Marching Cubes
I have always been interested in runtime generated procedural terrain. In the time I had while waiting for art assets for my next Play Store game, I thought I’d delve into the Marching Cubes algorithm. Simply put, marching cubes is an algorithm that allows for polygonizing of an isosurface from a scalar field. The algorithm works by sampling the value of a scalar function at periodic intervals in space to generate a cubical grid of points. Each tiny cube (voxel) in the grid has 8 vertices, all of which can be either above or below the surface level leading to a total of 256 possible cases (Although, due to symmetry there are really only 15 unique cases, the rest are simply transformations of those). This allows for rendering of not only 3 dimensional mathematical functions, but also complex and intricate 3 dimensional terrain generated from overlaying several layers of noise at different frequencies and amplitudes. The images in this article are from a randomly generated terrain obtained by layering 7 layers of Perlin noise.
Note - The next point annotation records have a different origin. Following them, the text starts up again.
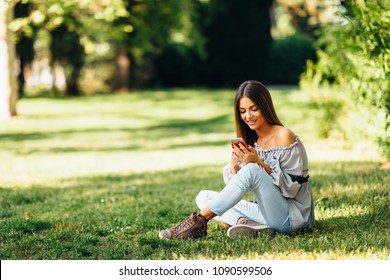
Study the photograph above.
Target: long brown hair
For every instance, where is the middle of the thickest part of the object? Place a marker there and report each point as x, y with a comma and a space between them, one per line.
260, 95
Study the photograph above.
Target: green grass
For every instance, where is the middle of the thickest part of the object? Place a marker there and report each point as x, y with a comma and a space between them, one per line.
100, 176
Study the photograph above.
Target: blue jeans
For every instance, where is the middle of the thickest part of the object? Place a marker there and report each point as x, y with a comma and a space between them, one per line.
271, 208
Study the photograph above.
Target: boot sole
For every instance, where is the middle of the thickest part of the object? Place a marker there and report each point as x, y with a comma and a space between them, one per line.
250, 231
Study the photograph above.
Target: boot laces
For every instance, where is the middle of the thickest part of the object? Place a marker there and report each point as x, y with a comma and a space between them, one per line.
184, 225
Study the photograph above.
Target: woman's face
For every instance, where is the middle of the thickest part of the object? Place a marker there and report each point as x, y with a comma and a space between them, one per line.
250, 113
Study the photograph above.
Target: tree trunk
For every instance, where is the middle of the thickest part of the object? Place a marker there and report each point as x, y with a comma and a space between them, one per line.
122, 69
8, 80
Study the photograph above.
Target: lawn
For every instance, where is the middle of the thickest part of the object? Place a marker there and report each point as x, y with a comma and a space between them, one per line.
97, 177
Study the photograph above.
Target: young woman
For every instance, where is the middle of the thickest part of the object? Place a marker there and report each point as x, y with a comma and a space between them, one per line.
272, 165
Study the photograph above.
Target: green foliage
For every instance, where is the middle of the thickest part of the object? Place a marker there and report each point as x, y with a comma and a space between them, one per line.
355, 55
100, 175
288, 58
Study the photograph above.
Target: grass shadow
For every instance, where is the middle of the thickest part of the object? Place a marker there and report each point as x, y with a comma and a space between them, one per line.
118, 216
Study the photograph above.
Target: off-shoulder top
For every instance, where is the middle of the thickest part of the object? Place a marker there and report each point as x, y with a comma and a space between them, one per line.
287, 163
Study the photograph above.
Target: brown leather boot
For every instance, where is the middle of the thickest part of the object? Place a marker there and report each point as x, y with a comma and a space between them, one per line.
194, 226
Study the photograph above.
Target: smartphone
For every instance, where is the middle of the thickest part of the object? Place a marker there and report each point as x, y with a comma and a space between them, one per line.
236, 140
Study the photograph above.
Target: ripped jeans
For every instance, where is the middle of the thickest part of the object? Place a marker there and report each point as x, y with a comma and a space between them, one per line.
271, 208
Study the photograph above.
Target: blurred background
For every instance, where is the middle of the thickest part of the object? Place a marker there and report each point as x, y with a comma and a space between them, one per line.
85, 47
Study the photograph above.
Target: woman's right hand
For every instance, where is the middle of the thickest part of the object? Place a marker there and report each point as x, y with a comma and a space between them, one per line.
234, 163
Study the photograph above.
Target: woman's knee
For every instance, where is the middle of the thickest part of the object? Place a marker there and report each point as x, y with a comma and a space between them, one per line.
204, 196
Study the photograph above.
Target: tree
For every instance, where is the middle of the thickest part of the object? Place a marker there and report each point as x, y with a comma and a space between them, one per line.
144, 34
8, 81
355, 56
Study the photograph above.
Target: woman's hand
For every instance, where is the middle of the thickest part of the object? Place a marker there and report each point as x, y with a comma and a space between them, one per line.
246, 154
234, 163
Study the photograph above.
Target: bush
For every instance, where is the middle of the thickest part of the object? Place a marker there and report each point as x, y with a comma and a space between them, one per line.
288, 58
355, 56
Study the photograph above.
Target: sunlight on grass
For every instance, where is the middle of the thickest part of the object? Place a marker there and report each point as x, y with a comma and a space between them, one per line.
99, 176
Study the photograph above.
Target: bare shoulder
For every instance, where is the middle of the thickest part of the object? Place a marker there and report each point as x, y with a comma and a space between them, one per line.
285, 137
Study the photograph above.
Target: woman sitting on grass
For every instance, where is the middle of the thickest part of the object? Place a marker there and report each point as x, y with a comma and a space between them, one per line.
272, 165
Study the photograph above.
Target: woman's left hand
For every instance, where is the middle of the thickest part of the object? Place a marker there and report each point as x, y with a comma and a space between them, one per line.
245, 154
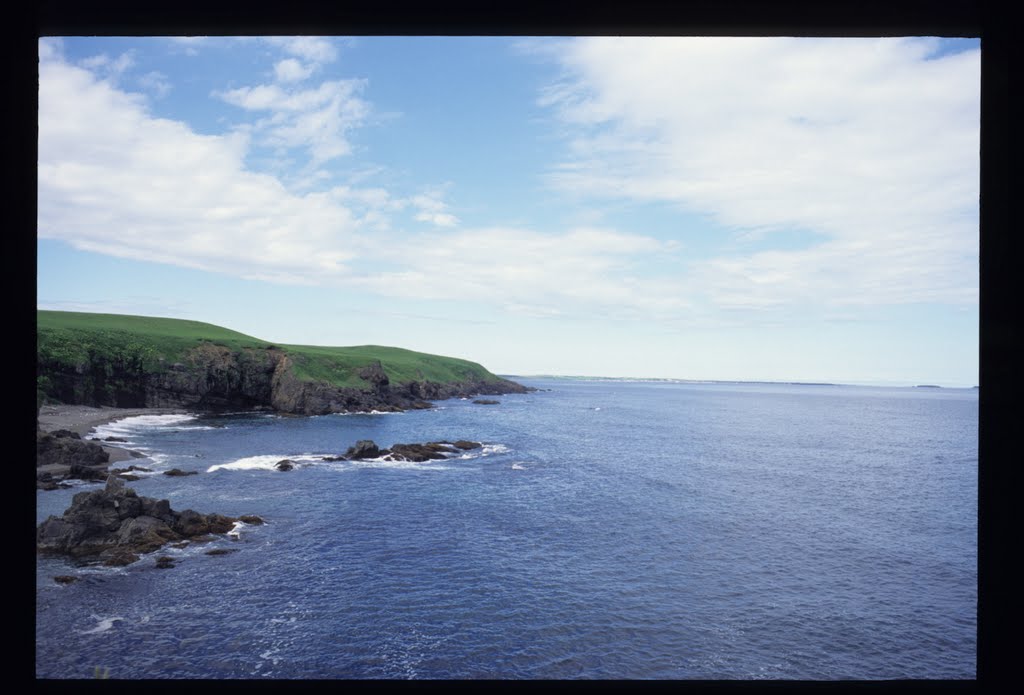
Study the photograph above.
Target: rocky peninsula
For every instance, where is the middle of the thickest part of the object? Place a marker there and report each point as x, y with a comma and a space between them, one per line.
115, 526
139, 361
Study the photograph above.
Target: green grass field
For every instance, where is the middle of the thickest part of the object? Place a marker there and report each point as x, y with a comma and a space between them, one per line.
73, 338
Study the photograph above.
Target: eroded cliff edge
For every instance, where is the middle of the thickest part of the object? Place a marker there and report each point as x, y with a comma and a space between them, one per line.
212, 377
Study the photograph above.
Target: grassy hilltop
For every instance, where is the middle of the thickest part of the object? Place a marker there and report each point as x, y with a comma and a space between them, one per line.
118, 348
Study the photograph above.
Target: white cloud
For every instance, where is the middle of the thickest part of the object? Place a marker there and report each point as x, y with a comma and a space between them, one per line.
291, 70
157, 82
113, 68
317, 119
581, 271
310, 48
433, 210
871, 143
116, 180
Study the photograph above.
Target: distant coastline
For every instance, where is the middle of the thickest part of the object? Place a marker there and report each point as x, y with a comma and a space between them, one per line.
668, 380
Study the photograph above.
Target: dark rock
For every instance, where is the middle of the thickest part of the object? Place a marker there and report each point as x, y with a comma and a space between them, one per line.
68, 450
365, 448
215, 378
177, 472
118, 557
114, 525
219, 523
86, 472
414, 452
192, 523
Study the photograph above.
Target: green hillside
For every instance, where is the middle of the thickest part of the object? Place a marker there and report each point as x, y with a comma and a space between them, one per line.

My main learning source was the amazing and incredibly informative article by Paul Bourke (http://paulbourke.net/geometry/polygonise/). A simple lookup table allows for fairly fast computation of the mesh vertices and triangles in each voxel.
I learnt a lot from this project. First was, of course, the marching cubes algorithm, its functioning, implementation, limitations, and methods of improving performance. Additionally, I wrote compute shaders in Unity for the first time, allowing for bulk processing jobs to be offloaded to the GPU. Alongside this, I understood the single threaded approach to game design, it’s limitations, and how to schedule interactions between the CPU and GPU so as to not stall the main thread and cause severe frame-rate drops.
Now, I’m keen to learn about naive surface nets, a modification of the marching cubes algorithm that generates vertices inside each voxel instead of on the edges. This allows for better approximation of the isosurface with fewer polygons. Additionally, I also want to learn about multihreading using Unity’s Job System and Burst compiler, which can offer significant CPU performance improvements and provide an alternative to compute shaders, which have significant overhead in transferring data between the CPU and GPU.
My project is available on GitHub, at https://github.com/AayushSabharwal/UnityMarchingCubes1
Bro speaking frankly I don't understand your project completely. But it looks great and is so real and unique. Your hard work can be easily seen.